Analysis of the source of variation

Aliquots of 100 μL of the serum pool (mixture of serum of BALB/c and C3H mice) were loaded onto the protein G monolithic plate for IgG isolation. During further sample preparation 18–19 replicates were pooled at different steps of the procedure to remove the technical variation, introduced by the preceding steps (Fig. 1): A – not pooled at any step; B – after step IgG isolation; C – after tryptic digestion; D – after clean up on C18 beads; E – after drying in a vacuum concentrator before MS analysis and subsequent data processing.

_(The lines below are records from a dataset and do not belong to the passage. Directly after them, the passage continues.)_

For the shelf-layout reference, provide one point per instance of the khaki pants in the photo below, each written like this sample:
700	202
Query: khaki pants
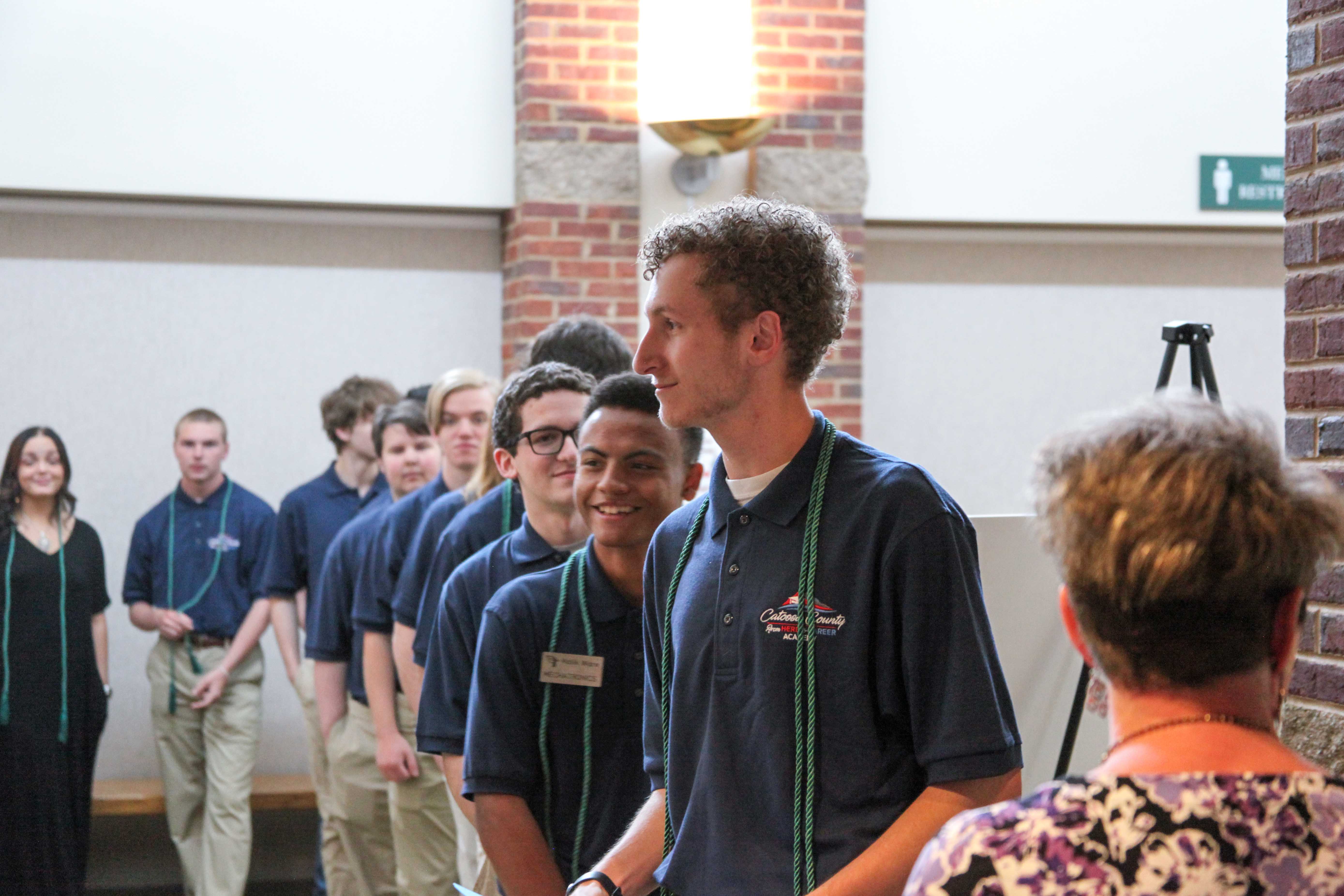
424	823
341	879
206	758
358	804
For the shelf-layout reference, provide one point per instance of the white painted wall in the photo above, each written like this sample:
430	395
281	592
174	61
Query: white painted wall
968	381
1057	111
111	354
295	100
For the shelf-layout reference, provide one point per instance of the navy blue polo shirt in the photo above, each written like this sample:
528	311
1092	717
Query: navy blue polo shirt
331	632
452	649
909	687
506	706
310	518
479	524
378	574
411	584
242	565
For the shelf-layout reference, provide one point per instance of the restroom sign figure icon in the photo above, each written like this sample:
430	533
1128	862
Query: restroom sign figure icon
1241	183
1222	183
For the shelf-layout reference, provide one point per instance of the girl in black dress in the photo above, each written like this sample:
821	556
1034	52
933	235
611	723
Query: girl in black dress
53	671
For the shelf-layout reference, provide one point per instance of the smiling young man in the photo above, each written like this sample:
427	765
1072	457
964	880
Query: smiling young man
580	340
194	575
532	809
535	429
310	518
424	828
358	794
775	784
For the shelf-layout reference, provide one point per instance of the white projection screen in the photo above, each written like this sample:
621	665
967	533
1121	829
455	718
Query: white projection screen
406	104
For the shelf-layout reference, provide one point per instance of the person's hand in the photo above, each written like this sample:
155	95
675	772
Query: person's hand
396	760
174	625
210	688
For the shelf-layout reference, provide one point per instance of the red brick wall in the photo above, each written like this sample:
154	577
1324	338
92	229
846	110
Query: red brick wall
574	84
810	72
1314	346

Statistical analysis and data visualisation

For each glycopeptide abundances of [M + 2 H]2+ and [M + 3 H]3+ charge states obtained with LaCyTools were summed. To make measurements across samples comparable, normalization by total area was performed: the integrated area of each glycopeptide was divided by the total integrated area of glycopeptides corresponding to respective IgG subclass within a sample. Derived traits representing relative abundance of specific types of N-glycan structures in the total Fc-linked N-glycome of each subclass were calculated (Supplementary Table S2). Prior to statistical analysis all measurements were log-transformed due to the right skewness of their distributions. Analyses of associations between strain and glycan traits were performed using a one-way ANOVA testing, followed up by post-hoc tests for the glycan traits with uncorrected ANOVA p-values < 0.05. P-values obtained in Tukey post-hoc tests were adjusted for 23 hypotheses tested by controlling false discovery rate with the Benjamini-Hochberg procedure.

Data was analyzed and visualized using R programming language (version 3.3.2). Contributing authors created all the figures.